A Harvard University professor is proposing a ban on homeschooling because it allegedly “violates a child’s rights,” and is “dangerous.”

Professor Elizabeth Bartholet, the Morris Wasserstein Public Interest Professor of Law at Harvard Law School, was interviewed for an article in Harvard Magazine on the problems of homeschooling. Among other reasons, she alleged that homeschooling parents were racist and sexist. Bartholet also alleged that when parents homeschool their children, the kids are more likely to be abused.

“Effectively, people can homeschool who’ve never gone to school themselves, who don’t read or write themselves,” Bartholet also argued.

For these reasons, Bartholet proposes a presumptive ban on homeschooling, requiring parents who do want to homeschool to justify their reasoning in order to be granted permission.

Incidentally, in the picture to go along with the piece, Harvard Magazine originally spelled “arithmetic” wrong by incorrectly writing “arithmatic” instead.

Previously, Bartholet wrote an 80-page paper in the Arizona Law Review titled, “Homeschooling: Parent Rights Absolutism vs. Child Rights to Education & Protection.”

“This homeschooling regime poses real dangers to children and to society,” Bartholet contended in her piece for the law review. “Children are at serious risk of losing out on opportunities to learn things that are essential for employment and for exercising meaningful choices in their future lives They are also at serious risk for ongoing abuse and neglect in the isolated families that constitute a significant part of the homeschooling world.”

In response to Bartholet’s charges against homeschooling, Michael Farris, CEO and general counsel for Alliance Defending Freedom, wrote in Townhall against Bartholet’s contention that conservative Christian parents who homeschool are “extreme religious ideologues” who “question science and promote female subservience, and white supremacy.

“Any form of bigotry coming from one of its professors should cause Harvard trustees to be concerned,” Farris wrote. “Religious bigotry may be fashionable in some circles, but Harvard expresses commitments to the contrary.”

In the Harvard Magazine, Bartholet called the Home School Legal Defense Fund (HSLDF) “overwhelmingly politically powerful” since it has faced little opposition from those who opposed homeschooling. Farris defended the Home School Legal Defense Fund (HSLDF), which he founded to protect the rights of parents to homeschool their children. Though Bartholet argues that homeschoolers are sexist, Farris said that three of the four Supreme Court law clerks that he has taught in his career have been women.

In an op-ed for Fox News, Focus President Jim Daly defended homeschooling and wrote, “Children who are schooled at home perform academically better than their public schooled counterparts by a degree of 30 percent. They also have higher SAT/ACT scores as well as better grade point averages in college.”

“I don’t believe any bureaucrat – or law professor from Harvard University – should be dictating to parents what form of education is best for their child,” Daly wrote.

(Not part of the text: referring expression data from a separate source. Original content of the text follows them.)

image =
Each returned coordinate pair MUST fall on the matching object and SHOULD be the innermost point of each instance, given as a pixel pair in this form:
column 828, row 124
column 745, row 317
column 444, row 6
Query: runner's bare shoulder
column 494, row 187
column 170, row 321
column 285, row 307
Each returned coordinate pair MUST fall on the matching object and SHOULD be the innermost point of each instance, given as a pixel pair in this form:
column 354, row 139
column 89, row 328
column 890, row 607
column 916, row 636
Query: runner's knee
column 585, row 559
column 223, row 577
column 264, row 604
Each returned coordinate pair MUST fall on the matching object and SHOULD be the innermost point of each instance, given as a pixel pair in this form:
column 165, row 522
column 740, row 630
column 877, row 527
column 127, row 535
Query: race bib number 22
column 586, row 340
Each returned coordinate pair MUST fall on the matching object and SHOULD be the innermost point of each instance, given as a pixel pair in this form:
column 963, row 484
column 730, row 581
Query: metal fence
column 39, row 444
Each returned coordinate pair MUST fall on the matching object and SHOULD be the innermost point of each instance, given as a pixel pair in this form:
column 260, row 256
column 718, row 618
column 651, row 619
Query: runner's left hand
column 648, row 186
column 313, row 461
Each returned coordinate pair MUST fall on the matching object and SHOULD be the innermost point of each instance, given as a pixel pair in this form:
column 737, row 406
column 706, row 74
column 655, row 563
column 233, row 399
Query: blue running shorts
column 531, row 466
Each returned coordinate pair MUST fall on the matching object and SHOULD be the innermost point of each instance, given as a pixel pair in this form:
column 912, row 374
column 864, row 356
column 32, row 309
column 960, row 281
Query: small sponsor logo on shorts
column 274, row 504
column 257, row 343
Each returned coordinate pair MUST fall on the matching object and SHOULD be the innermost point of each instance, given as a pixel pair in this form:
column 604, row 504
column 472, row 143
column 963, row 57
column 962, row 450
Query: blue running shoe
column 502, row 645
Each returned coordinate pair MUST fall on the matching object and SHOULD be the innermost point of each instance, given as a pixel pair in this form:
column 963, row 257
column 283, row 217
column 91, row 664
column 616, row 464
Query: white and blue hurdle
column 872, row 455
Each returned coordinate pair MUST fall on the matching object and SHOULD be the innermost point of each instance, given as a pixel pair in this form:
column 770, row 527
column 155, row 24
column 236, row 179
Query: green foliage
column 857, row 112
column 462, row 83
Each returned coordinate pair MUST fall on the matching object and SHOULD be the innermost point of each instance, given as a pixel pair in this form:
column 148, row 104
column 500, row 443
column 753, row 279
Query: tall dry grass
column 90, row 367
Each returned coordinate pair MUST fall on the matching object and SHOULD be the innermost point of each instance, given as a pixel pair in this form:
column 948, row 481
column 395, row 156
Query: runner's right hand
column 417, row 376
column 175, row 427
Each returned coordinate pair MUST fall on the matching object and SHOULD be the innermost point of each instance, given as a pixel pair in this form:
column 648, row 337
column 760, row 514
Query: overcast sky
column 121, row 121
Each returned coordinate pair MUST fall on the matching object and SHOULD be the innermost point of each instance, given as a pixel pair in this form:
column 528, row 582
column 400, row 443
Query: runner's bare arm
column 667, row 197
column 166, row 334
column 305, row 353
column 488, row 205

Bartholet concluded in the Harvard Magazine piece: “I think an overwhelming majority of legislators and American people, if they looked at the situation, would conclude that something ought to be done.”

Bartholet is facing a stiff uphill climb to convince Americans that she’s right, as a poll from YouGov conducted in 2013 found that 71% of Americans agree homeschooling should be an option for parents whereas only 16% said it should be outlawed.